O que se conhece sobre a “cura gay”

Foi noticiado recentemente que a “cura gay” foi aprovada pela Comissão de Direitos Humanos da câmara. Alguns colegas pediram a minha opinião sobre o assunto e, portanto, resolvi expô-la aqui:

 

1. O que diz o projeto?

Na verdade este é um Projeto de Decreto, que tem como objetivo “sustar a aplicação do parágrafo único do Art. 3º e o Art. 4º, da Resolução do Conselho Federal de Psicologia nº 1/99 de 23 de Março de 1999”. O que estes artigos dizem é:

“Resolução nº 1/1999

Art. 3° – os psicólogos não exercerão qualquer ação que favoreça a patologização de comportamentos ou práticas homoeróticas, nem adotarão ação coercitiva tendente a orientar homossexuais para tratamentos não solicitados.
Parágrafo único – Os psicólogos não colaborarão com eventos e serviços que proponham tratamento e cura das homossexualidades.

Art. 4º – Os psicólogos não se pronunciarão, nem participarão de pronunciamentos públicos, nos meios de comunicação de massa, de modo a reforçar os preconceitos sociais existentes em relação aos homossexuais como portadores de qualquer desordem psíquica.”

Um esclarecimento: este projeto suprime apenas o parágrafo único do Art. 3º, e não ele inteiro.

 

2. O que o projeto está suprimindo?

Considerando que o projeto visa sustar somente o parágrafo único do Art. 3º, então ele não dá ao psicólogo o direito de tratar a homossexualidade como doença. Também não permite ações coercitivas para orientar homossexuais ou tratamentos não solicitados.
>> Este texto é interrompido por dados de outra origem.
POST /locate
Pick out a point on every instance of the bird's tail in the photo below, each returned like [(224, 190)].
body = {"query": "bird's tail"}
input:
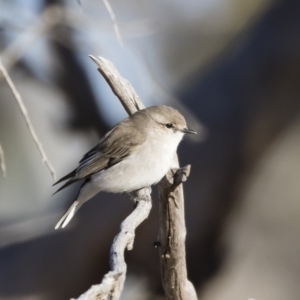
[(68, 215)]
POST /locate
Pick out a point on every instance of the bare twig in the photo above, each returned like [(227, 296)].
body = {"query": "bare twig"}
[(172, 235), (2, 162), (27, 119), (172, 232), (115, 22), (112, 284), (119, 85)]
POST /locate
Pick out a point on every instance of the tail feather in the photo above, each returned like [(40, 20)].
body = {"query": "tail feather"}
[(68, 215)]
Ou seja: mesmo que este decreto seja aprovado, homossexualidade continua não sendo uma doença e ninguém vai receber tratamento de reorientação sexual contra a sua vontade.

 

3. O que o projeto está permitindo?

No entanto, suprimindo o parágrafo único do Art. 3º, o projeto permite que “psicólogos colaborem com eventos e serviços que proponham tratamento e cura das homossexualidades”, e aí ele mesmo entra em contradição, pois se não há doença, não deveria haver cura. Entrarei em detalhes sobre estes possíveis tratamentos mais à frente.

Com relação ao Art. 4º, a supressão do mesmo acaba permitindo que os psicólogos se pronunciem publicamente de modo a “reforçar os preconceitos sociais existentes em relação aos homossexuais como portadores de qualquer desordem psíquica”, o que é um absurdo. Mas absurdo mesmo é saber que já tem gente fazendo isso, como o pastor, psicólogo (e babaca) Silas Malafaia.

 

4. Existe tratamento de reorientação sexual?
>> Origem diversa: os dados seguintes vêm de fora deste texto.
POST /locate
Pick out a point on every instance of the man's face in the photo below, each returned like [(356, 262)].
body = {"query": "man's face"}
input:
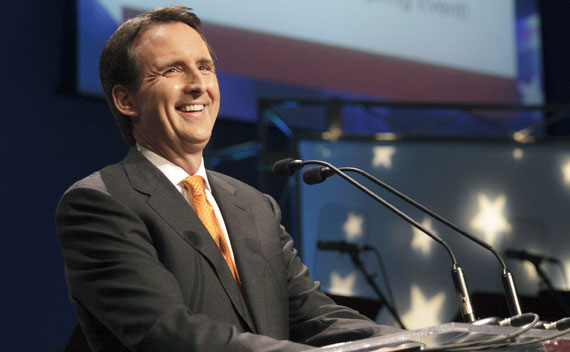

A homossexualidade constava como transtorno mental no DSM (o manual que lista os diagnósticos psiquiátricos) até o ano de 1974, na sétima impressão da segunda edição. Antes disso, durante o desenvolvimento da psicologia, em especial a psicologia clínica, foram estudadas algumas técnicas para reorientação sexual, e alguns estudos de caso chegaram a ser divulgados na literatura científica. No entanto, nem todos obtiveram sucesso e hoje ainda não há um consenso sobre como deve ser realizada uma terapia com este objetivo.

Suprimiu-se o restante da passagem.